🤖 AI Summary
Robotics tasks are often defined by combinations of multiple factors—such as goals, obstacles, and colors—and collecting expert demonstrations for all possible combinations is prohibitively expensive. This work proposes a factorized diffusion policy that leverages a single shared diffusion network trained with factor-level null-token dropout, enabling additive decomposition of the score function over factors during inference and thus supporting compositional generalization. It is the first approach to achieve factorized score decomposition within a single network, eliminating the need for ensemble architectures. The method introduces trajectory tube certificates that propagate score error bounds to closed-loop trajectories, providing theoretical guarantees on generalization performance. In drone racing tasks, it achieves a 90% success rate on unseen gate configurations—matching oracle performance—and vastly outperforms multi-network baselines (3%). In visual single-gate traversal, it enables zero-shot transfer to new environments, improving success rates by 11.7 percentage points and reducing collision rates by 2.4×.
📝 Abstract
Robotic tasks are typically specified by a tuple of factors, such as the object to be grasped, the obstacles to be avoided, the color of the target, and so on. Collecting expert demonstrations for every combination of factor values grows combinatorially.

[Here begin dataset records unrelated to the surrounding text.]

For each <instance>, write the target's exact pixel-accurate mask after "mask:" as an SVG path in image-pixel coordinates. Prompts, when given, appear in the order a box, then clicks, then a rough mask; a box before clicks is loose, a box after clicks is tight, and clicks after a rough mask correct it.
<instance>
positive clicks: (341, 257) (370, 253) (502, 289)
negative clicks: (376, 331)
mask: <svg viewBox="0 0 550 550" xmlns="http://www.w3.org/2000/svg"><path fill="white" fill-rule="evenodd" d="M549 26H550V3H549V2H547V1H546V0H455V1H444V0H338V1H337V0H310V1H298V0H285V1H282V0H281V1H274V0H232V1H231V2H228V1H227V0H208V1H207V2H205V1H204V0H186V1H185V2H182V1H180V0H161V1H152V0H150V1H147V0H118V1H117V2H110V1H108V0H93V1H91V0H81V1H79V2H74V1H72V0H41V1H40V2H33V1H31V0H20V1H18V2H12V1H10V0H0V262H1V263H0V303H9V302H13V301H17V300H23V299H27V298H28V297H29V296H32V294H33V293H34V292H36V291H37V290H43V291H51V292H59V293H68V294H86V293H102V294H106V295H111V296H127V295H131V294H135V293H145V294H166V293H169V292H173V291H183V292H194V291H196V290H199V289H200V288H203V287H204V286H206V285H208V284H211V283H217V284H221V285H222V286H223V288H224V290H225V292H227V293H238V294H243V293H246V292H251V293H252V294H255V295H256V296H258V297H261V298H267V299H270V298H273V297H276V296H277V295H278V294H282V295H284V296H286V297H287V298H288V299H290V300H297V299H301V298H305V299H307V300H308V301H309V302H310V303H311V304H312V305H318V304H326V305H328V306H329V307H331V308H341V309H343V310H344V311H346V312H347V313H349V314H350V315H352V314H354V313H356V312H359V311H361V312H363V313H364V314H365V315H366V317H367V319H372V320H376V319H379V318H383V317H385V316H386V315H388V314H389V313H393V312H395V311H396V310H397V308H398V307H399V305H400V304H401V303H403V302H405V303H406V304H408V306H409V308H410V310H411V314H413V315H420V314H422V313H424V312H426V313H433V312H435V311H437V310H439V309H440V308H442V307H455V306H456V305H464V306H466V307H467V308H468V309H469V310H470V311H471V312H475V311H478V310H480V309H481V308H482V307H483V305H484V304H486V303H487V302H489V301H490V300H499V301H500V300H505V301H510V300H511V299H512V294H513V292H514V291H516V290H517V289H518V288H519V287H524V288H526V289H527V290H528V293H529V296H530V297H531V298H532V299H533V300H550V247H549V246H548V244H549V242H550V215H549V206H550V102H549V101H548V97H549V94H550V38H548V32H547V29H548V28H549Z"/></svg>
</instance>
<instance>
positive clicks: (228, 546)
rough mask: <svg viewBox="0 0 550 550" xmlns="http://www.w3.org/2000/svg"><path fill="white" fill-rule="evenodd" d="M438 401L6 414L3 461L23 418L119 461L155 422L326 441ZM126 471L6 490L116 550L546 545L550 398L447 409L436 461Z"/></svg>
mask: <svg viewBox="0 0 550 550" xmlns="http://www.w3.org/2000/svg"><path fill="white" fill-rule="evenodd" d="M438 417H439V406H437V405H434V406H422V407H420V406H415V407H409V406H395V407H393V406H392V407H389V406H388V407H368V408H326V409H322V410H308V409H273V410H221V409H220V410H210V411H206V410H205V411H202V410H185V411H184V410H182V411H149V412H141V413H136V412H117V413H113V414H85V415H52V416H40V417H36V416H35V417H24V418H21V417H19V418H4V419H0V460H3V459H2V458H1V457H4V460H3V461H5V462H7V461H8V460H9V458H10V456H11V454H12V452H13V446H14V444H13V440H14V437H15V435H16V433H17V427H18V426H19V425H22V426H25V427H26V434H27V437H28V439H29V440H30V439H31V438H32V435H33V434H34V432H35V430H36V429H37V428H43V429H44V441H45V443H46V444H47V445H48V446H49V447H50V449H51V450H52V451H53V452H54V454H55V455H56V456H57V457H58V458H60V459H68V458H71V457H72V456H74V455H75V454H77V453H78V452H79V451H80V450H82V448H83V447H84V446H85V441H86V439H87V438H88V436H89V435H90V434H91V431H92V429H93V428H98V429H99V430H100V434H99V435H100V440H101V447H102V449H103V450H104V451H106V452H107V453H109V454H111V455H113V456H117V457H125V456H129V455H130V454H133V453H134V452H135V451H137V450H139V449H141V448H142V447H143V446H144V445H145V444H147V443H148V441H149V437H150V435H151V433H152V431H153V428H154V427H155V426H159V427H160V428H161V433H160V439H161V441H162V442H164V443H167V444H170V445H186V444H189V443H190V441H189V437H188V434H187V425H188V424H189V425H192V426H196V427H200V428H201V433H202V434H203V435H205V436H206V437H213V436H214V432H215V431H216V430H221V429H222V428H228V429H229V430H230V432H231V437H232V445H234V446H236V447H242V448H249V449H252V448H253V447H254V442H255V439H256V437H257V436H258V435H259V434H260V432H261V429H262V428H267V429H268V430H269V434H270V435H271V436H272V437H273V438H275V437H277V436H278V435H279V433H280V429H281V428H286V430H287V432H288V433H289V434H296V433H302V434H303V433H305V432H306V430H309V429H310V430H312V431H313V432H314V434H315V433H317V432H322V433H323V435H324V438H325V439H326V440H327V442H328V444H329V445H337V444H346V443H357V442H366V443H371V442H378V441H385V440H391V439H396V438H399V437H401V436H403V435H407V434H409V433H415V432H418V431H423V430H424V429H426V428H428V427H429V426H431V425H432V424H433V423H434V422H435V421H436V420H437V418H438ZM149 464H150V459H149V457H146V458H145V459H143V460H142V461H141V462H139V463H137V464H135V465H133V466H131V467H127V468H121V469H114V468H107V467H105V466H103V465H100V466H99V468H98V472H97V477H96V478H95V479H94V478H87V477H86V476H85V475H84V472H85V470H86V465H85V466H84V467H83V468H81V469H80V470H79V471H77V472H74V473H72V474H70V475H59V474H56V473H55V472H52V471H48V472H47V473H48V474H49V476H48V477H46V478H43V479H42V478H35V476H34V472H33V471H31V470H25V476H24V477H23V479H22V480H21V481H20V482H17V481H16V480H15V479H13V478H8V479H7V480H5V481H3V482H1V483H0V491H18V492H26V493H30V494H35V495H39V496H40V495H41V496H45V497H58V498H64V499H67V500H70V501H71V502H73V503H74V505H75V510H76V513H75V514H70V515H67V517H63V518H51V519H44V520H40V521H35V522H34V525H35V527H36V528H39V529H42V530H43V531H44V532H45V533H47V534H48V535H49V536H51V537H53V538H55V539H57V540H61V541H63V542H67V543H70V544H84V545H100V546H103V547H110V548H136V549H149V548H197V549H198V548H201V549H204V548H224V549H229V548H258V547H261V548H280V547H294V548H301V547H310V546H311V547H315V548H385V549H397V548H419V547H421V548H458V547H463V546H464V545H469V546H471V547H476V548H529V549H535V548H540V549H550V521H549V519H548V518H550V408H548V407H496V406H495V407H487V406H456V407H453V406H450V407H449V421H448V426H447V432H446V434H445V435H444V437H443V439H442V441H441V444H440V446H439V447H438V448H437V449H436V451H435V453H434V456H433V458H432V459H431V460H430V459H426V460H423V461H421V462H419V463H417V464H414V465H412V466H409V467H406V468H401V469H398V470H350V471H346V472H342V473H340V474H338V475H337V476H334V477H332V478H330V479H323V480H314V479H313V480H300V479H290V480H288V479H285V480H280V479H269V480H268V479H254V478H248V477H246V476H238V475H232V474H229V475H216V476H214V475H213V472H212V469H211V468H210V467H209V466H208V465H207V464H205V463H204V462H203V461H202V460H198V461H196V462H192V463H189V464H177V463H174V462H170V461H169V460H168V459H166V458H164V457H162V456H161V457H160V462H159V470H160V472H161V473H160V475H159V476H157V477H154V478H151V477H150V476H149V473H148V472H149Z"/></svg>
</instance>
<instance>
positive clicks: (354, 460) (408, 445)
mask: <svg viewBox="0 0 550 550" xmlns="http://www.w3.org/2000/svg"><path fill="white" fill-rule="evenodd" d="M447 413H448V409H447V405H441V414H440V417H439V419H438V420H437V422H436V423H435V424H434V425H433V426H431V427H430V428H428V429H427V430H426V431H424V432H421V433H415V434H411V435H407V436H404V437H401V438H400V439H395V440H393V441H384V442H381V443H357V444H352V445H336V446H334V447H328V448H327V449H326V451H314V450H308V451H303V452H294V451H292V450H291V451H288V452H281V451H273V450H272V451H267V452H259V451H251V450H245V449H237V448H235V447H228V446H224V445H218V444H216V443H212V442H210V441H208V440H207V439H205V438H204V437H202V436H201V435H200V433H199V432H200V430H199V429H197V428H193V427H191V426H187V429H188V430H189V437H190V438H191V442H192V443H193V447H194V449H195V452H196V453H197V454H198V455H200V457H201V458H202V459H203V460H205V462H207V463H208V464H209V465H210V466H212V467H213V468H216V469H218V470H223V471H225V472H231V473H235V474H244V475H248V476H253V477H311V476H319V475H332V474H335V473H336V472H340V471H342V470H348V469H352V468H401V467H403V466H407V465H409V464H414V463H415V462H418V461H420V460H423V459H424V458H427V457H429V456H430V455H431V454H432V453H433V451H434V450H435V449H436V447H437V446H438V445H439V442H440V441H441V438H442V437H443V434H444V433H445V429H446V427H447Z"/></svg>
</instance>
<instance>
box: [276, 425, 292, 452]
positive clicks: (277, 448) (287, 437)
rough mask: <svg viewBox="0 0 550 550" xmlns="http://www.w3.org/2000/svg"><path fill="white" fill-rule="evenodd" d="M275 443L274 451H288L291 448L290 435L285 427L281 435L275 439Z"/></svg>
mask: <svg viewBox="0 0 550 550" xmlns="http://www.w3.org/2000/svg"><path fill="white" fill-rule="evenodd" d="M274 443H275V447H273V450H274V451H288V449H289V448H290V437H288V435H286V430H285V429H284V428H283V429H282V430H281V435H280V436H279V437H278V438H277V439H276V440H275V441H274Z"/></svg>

We present factored diffusion policies: a single shared diffusion network trained with per-factor null-token dropout, whose score decomposes additively across factors at inference. Under approximate conditional independence between factors given the action-observation pair, this composition approximates the true joint score with a bounded uniform error, reducing the training-task budget from a product of factor cardinalities to a sum. A trajectory-tube certificate chains this score-level bound through the reverse-time sampling ODE and a contracting tracking controller into a closed-loop state-trajectory tube whose radius factors into an ODE-sensitivity constant and a per-factor score-error budget. Unlike compositional-diffusion methods for control that combine separately trained networks, we use one shared network. Drone racing experiments confirm both the generalization bound and the certificate. On state-based multi-gate racing, the factored policy passes 90% of held-out gates -- matching an oracle -- while a K-network composition baseline collapses to 3%; on vision-based single-gate traversal, it transfers zero-shot to an unseen venue with +11.7pp success-rate gain and 2.4X crash-rate reduction.